Over the past month, newly elected MP Richard Martel — a former hockey coach — introduced his leader to Chicoutimi voters rather than the reverse.

At 5.6 per cent, the Bloc Québécois score offers the feuding federal sovereigni­sts a glimpse at their non-existent political future should they insist on going in next year’s general election campaign as a house divided.

The New Democrats, who slipped from a close second place in 2015 to a miserable 8.7 per cent share of the vote, have seen their worst fears confirmed. The party’s hard-earned Quebec footprint is fading.

The Liberals had expected to benefit from the NDP collapse. That did not happen. Their share of the vote remained relatively stable with a variation of less than 2 per cent from the general election. But turnout was down from 66 per cent to 36 per cent. A lot of voters stayed home on Monday.

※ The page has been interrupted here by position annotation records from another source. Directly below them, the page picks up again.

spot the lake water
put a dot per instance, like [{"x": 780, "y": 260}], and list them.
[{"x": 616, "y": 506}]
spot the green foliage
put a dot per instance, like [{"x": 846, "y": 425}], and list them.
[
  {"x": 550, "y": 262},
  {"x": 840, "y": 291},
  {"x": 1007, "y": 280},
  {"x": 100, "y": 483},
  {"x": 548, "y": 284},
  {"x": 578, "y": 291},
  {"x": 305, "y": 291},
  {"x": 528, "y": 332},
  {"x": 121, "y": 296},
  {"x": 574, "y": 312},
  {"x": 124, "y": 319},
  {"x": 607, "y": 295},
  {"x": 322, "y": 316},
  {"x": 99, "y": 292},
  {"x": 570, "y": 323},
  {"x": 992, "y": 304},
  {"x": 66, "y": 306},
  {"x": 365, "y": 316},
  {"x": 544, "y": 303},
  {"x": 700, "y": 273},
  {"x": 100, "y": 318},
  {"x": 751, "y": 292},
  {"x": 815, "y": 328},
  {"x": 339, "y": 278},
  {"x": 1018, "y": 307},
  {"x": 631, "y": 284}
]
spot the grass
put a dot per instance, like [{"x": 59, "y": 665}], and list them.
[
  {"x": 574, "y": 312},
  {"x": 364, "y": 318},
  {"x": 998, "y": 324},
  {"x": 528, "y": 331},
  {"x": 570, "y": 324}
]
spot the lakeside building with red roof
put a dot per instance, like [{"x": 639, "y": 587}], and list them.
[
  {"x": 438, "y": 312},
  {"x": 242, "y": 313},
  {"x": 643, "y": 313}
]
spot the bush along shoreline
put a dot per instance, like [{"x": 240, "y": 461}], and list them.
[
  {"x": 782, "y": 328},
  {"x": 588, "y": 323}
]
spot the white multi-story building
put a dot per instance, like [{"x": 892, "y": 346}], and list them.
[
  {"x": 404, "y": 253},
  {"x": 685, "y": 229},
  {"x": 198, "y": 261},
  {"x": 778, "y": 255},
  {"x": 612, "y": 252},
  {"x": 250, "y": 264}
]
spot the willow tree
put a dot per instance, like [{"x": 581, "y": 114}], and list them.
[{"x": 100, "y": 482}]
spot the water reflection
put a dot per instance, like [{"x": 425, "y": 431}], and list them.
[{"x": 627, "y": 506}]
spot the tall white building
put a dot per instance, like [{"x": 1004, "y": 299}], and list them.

As Chicoutimi-Le Fjord went this week, Quebec will not necessaril­y go next year.

But there are lasting take-aways from this week’s vote.

With a less-polarizing figure such as Scheer at the helm, it will be harder for the Liberals to rally Quebecers against the Conservati­ves. In Quebec, he will not suffer from comparison­s to his unpopular predecesso­r.

By the same token, the Liberals are living dangerousl­y by continuing to count almost exclusivel­y on Trudeau’s star power to hold his home province.

The prime minister campaigned in the Chicoutimi-Le Fjord and the government showered money on the region, all to little or no avail.

Luckily for the Liberals, their next big byelection test will take place on the friendlier territory of Montreal’s Outremont riding. For Trudeau, the stakes in winning back Thomas Mulcair’s soon-tobe vacated seat have just gone up.